Token Usage Estimation and Optimization

Deliver practical token estimates and a prioritized optimization plan without reducing output quality unnecessarily.

Quick Start

•Clarify the objective, target model(s), and constraints (budget, latency, max input/output tokens).
•Inventory prompt components (system, developer, tool list, history, retrieved docs, user input).
•Estimate tokens for each component and find the top 2-3 drivers.
•Apply the smallest, highest-impact optimizations first.
•Re-estimate and validate output quality.

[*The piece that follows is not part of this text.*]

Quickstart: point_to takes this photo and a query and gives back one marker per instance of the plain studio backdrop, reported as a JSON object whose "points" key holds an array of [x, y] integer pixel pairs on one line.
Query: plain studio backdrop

Use a tokenizer or estimation library when available. If not, use fast heuristics and add a buffer.

Template:

text

input_tokens ≈ (system + tools + history + retrieval + user)
output_tokens ≈ target_response_length
total_tokens ≈ input_tokens + output_tokens

•Trim tool list: only include relevant tools for the request.
•Conditional tool instructions: include tool-specific guidance only when tool is present.
•Prompt caching: place stable instructions at the top for caching benefits.
•Summarize history: keep last N turns + compact summary + key decisions.
•Reduce retrieval size: tighten query, limit top-k, dedupe, and remove boilerplate.
•Shorten system prompt: remove redundant policies or examples.

•Use smaller models for classification, routing, summarization, and labeling.
•Escalate to larger models only for complex reasoning or high-stakes outputs.

•If prompt exceeds budget by <15% → trim tool list and boilerplate first.
•If exceeded by 15-40% → summarize older history and remove low-value examples.
•If exceeded by >40% → switch to retrieval + short summary + last N turns.
•If still too large → move large static guidance to cached prefix or references.

•Keep tool names and descriptions clear and specific.
•Filter tools before each call to avoid paying for unused tool metadata.
•Avoid stuffing large static instructions into every turn; move to cached prefix.

Requirements:

bash

node + npx available on PATH

Estimate tokens from a file or raw text:

bash

node scripts/token_estimate.mjs --file AGENTS.md

bash

node scripts/token_estimate.mjs --text "Hello"

Tune conservatism with a custom chars-per-token value:

bash

node scripts/token_estimate.mjs --file AGENTS.md --chars-per-token 4

•Read references/token-optimization-sources.md only when asked for citations or rationale.